A screenshot of the service map experience. The screenshot shows a UI separated by white lines into three tiers. They're ordered vertically with user experience as the top tier, services as the second tier, and infrastructure as the third tier.

one.newrelic.com > All capabilities > APM > (choose an entity) > Service map: Service map shows your dependencies and how they're performing.

Use service map

Service map works with distributed tracing to connect relationships between entities. Service map is still functional if you haven't enabled distributed tracing, but we recommend having distributed tracing enabled for all agents. This ensures a more consistent experience while using service maps.

To access service map:

  1. Go to one.newrelic.com, then select either APM & services, Mobile, or Browser.
  2. Select an entity.
  3. On the left-hand side, click Service map.

Map from a specific entity

Hover your cursor over an entity and click Map from this entity to view how entities are related from that entity's perspective. The service map will update accordingly.

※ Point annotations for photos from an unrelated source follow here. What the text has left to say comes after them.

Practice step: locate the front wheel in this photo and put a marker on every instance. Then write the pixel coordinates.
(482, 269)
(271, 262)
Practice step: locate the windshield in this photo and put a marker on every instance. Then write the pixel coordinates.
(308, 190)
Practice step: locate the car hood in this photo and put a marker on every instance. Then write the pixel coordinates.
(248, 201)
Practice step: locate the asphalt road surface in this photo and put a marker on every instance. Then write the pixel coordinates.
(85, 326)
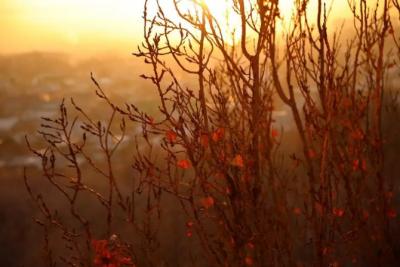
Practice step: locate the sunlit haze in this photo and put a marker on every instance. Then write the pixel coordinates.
(83, 26)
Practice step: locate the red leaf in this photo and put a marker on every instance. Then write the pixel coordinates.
(274, 133)
(297, 211)
(249, 261)
(218, 134)
(311, 153)
(189, 233)
(207, 202)
(183, 164)
(238, 161)
(171, 136)
(356, 164)
(204, 140)
(391, 213)
(338, 212)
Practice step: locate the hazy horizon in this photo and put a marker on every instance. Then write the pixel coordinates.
(76, 27)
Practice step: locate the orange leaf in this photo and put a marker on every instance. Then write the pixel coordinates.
(311, 153)
(274, 133)
(249, 261)
(204, 140)
(189, 233)
(319, 208)
(250, 245)
(218, 134)
(238, 161)
(365, 215)
(171, 136)
(356, 164)
(338, 212)
(297, 211)
(391, 213)
(183, 164)
(207, 202)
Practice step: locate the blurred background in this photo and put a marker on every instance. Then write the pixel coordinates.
(48, 48)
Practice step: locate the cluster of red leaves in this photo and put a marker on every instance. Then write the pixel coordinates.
(108, 256)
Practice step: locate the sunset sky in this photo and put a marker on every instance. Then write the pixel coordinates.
(76, 26)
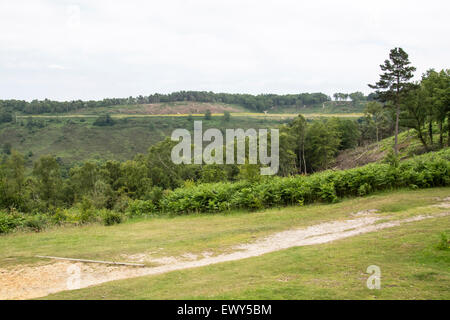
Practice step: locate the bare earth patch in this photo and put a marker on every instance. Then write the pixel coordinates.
(37, 281)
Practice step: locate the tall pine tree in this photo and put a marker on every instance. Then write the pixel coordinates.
(394, 83)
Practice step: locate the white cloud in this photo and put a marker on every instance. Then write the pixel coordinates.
(104, 48)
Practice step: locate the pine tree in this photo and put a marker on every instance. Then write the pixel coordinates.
(394, 83)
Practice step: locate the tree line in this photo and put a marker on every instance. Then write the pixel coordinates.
(258, 103)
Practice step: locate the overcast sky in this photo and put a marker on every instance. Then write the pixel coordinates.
(91, 49)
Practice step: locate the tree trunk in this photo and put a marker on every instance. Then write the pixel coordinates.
(397, 116)
(448, 126)
(377, 133)
(303, 153)
(430, 132)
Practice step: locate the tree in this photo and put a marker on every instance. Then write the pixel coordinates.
(227, 116)
(394, 83)
(48, 176)
(415, 115)
(208, 115)
(356, 97)
(374, 110)
(298, 129)
(436, 88)
(322, 143)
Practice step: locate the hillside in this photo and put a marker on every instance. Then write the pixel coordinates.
(76, 138)
(409, 145)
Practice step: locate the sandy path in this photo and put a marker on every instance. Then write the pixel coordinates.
(38, 281)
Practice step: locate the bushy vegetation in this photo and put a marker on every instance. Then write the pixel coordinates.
(429, 170)
(253, 102)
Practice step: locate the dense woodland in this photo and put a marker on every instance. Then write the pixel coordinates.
(151, 183)
(252, 102)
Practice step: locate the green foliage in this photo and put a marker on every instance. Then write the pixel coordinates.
(139, 208)
(429, 170)
(104, 120)
(9, 222)
(110, 218)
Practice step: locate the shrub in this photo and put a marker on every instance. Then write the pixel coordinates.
(110, 218)
(138, 208)
(35, 222)
(9, 222)
(429, 170)
(444, 243)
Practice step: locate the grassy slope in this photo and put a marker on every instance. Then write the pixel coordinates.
(218, 233)
(411, 268)
(409, 145)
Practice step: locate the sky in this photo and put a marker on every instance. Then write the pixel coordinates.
(93, 49)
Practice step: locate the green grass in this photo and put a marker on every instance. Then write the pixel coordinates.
(411, 265)
(174, 236)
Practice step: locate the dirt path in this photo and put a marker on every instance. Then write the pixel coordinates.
(38, 281)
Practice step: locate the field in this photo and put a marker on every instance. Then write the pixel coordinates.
(412, 266)
(75, 138)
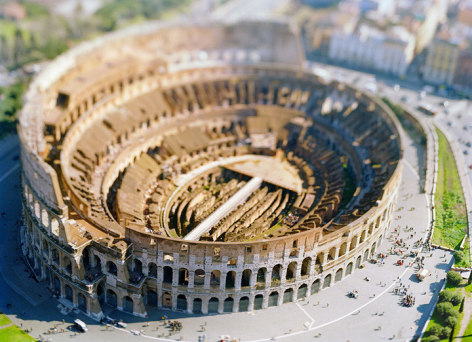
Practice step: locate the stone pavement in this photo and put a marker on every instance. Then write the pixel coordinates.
(330, 313)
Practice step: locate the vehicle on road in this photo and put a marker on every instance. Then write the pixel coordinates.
(427, 109)
(353, 294)
(422, 274)
(80, 325)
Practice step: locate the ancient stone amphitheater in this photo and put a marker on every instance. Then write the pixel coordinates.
(200, 168)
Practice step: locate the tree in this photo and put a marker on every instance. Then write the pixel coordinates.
(445, 332)
(451, 321)
(458, 256)
(435, 330)
(445, 296)
(456, 298)
(454, 278)
(431, 338)
(445, 309)
(19, 48)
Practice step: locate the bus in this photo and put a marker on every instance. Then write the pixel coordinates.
(427, 109)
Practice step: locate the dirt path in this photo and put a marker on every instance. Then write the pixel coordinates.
(466, 318)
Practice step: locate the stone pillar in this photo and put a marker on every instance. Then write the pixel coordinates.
(251, 302)
(223, 281)
(268, 277)
(221, 303)
(283, 274)
(94, 308)
(237, 281)
(119, 301)
(265, 300)
(298, 271)
(191, 279)
(280, 300)
(253, 280)
(205, 306)
(175, 276)
(236, 303)
(206, 284)
(189, 304)
(138, 305)
(122, 271)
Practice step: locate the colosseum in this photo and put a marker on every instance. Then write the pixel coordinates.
(200, 168)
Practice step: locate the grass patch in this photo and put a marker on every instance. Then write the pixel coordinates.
(437, 320)
(14, 334)
(465, 262)
(451, 219)
(468, 333)
(4, 320)
(350, 187)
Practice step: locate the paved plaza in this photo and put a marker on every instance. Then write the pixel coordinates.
(329, 315)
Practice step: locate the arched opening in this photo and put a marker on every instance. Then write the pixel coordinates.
(305, 266)
(339, 275)
(230, 278)
(168, 273)
(258, 302)
(45, 249)
(319, 263)
(183, 276)
(197, 306)
(366, 255)
(213, 305)
(273, 299)
(276, 275)
(246, 278)
(151, 298)
(343, 249)
(327, 281)
(353, 243)
(98, 264)
(135, 271)
(302, 290)
(288, 296)
(261, 273)
(199, 277)
(86, 257)
(111, 268)
(111, 298)
(127, 304)
(215, 278)
(152, 270)
(358, 261)
(315, 287)
(67, 264)
(332, 254)
(291, 271)
(166, 300)
(349, 269)
(69, 294)
(82, 301)
(181, 303)
(57, 285)
(372, 250)
(228, 305)
(244, 304)
(55, 256)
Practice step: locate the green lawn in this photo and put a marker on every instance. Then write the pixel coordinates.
(468, 333)
(437, 320)
(4, 320)
(14, 334)
(451, 220)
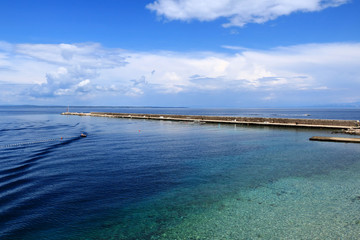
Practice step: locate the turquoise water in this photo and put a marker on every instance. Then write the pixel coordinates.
(140, 179)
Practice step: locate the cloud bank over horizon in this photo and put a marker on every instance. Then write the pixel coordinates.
(238, 13)
(91, 73)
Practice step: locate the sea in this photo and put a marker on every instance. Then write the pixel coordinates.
(148, 179)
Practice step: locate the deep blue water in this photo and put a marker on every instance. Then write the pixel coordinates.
(141, 179)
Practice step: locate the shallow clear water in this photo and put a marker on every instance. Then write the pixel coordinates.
(141, 179)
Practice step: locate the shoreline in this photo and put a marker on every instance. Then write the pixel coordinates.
(277, 122)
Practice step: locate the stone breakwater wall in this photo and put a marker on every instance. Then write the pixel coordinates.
(290, 122)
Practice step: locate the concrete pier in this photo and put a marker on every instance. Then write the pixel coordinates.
(281, 122)
(335, 139)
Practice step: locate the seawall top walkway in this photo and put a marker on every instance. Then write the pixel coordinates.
(282, 122)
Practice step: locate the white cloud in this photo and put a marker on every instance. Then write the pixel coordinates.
(238, 12)
(91, 71)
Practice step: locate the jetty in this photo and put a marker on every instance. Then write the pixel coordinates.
(278, 122)
(335, 139)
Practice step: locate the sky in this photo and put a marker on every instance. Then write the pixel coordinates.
(180, 53)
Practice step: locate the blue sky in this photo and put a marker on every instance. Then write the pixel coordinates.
(195, 53)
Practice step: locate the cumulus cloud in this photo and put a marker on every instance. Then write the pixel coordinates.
(91, 71)
(238, 12)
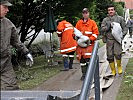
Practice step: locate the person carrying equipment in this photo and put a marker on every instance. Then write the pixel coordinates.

A screenshot of the tooltip that appears when you hover your cursor over an entity.A screenshot of how service map updates after mapping from a specific entity.

Filter entities

A GIF of how service map updates when filtering the health status, timewarp, entity type, and relationship depth.

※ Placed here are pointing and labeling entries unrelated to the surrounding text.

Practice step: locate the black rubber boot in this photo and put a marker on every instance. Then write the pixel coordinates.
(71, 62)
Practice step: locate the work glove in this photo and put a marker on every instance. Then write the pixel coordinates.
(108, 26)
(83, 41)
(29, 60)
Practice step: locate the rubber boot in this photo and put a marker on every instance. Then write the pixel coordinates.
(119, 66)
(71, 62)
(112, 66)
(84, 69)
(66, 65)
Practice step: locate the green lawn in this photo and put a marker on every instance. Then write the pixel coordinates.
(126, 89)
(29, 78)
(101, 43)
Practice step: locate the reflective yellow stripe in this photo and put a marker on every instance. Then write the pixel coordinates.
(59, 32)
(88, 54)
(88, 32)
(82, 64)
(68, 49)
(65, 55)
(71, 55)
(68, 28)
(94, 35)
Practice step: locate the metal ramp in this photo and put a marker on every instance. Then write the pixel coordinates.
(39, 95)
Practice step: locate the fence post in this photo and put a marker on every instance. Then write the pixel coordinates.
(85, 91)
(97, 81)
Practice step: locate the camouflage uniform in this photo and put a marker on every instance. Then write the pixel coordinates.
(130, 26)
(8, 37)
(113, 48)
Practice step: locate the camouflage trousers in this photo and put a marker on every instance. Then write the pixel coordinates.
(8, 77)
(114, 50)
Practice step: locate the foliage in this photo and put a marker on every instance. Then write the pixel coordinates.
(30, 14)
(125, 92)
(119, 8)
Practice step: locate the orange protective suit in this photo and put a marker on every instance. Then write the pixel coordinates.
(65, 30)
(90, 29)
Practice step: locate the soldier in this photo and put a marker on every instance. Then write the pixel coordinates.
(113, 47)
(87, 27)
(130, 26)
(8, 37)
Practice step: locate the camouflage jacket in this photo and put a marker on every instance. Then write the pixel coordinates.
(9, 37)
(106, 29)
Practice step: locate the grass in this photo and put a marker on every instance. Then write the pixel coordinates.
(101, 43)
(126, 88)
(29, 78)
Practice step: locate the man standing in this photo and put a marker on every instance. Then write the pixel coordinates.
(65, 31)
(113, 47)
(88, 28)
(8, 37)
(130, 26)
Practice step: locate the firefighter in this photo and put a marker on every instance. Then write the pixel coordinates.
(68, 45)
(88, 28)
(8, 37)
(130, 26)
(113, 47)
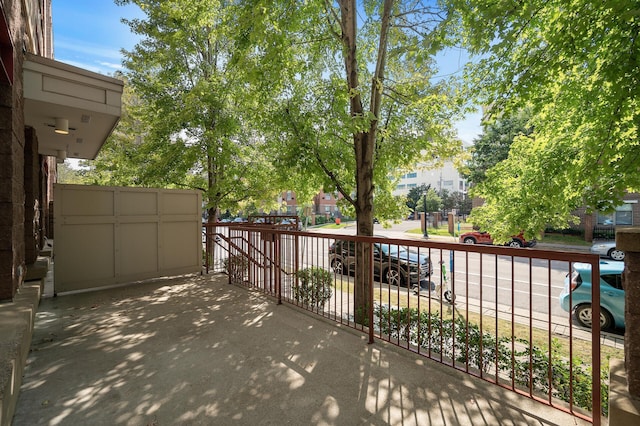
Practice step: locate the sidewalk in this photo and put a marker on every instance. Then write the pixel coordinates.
(196, 350)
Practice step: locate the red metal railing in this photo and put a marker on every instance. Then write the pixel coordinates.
(504, 324)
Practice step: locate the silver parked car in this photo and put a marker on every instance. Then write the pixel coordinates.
(608, 249)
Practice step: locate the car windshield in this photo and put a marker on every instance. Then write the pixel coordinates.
(389, 249)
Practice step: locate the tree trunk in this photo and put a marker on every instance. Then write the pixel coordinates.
(364, 145)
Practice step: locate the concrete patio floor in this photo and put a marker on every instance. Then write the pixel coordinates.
(198, 351)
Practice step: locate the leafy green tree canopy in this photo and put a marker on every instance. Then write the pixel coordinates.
(195, 104)
(575, 64)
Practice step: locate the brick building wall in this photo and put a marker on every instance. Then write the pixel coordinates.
(20, 164)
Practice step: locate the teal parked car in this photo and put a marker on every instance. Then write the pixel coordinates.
(578, 284)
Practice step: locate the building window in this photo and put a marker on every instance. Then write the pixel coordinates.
(622, 216)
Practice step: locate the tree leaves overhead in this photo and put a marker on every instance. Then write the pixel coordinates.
(380, 98)
(197, 103)
(576, 64)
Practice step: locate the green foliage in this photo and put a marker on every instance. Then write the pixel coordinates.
(313, 287)
(574, 64)
(465, 343)
(236, 267)
(191, 117)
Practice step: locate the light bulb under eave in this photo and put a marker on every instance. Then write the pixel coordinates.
(62, 126)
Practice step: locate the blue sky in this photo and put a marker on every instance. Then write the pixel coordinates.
(88, 34)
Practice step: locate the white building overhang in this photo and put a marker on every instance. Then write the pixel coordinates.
(89, 102)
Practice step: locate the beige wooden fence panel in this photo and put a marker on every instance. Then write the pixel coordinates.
(107, 236)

You can filter the service map based:

  • Health status: Remove the health status color around affected entities.

  • Entity types: Hide specific entities from the map.

  • Timewarp: Explore how entity health changed in the last three hours.

  • Relationship depth:

    • Depth 1: (Default) Displays all entities directly connected to the main entity, regardless of their health status.
    • Depth 2: Focuses on degraded entities (with alerts) that are two hops away from the main entity. Entities with direct connections to the main entity are not included in this view.
    • Depth 3: Similar to depth 2, depth 3 concentrates on degraded entities with alerts but extends the search to entities that are three hops away from the main entity. Direct connections to the main entity remain excluded.

    Tip

    The purpose of limiting the display of entities to degraded ones in depths 2 and 3 is to prevent the service map from becoming cluttered and overwhelming. As you increase the relationship depth, you are going further into the network of entities, but you are only seeing entities that are experiencing issues. This can help you to focus on the most critical problems in your system.

View entity performance metrics

The right-hand pane contains in-depth data about all entity performance.

A gif that scrolls through the right pane in service maps. It shows different graphs that correspond to the above paragraph.

Taken together, maps help you find the exact moment and place an incident appeared in your system.

Explore service relationships with GraphQL APIs

You can discover the same relationship connections available in service maps with in our NerdGraph explorer, a tool to run GraphQL queries and mutations. To get started, see NerdGraph tutorial: View entity data.

Troubleshoot

If you are unable to view certain entities in service maps, see Missing or obfuscated data.

If you have uninstrumented entites, see Uninstrumented entities in service maps.

About externals and databases in maps

In the New Relic UI, your out-of-process services are referred to as web external or background external data. Externals and databases have slightly different features in service maps than other entity types:

  • Unlike other entities that appear in service maps, externals are aggregates. Clicking on an external service in the map shows you the list of all the external services that are rolled up into the one external entity. This is to reduce map clutter, as some entities can have dozens of externals being reported.
  • Due to their agentless nature, databases cannot have alerts set for them; only service calls made to the database are reported to New Relic.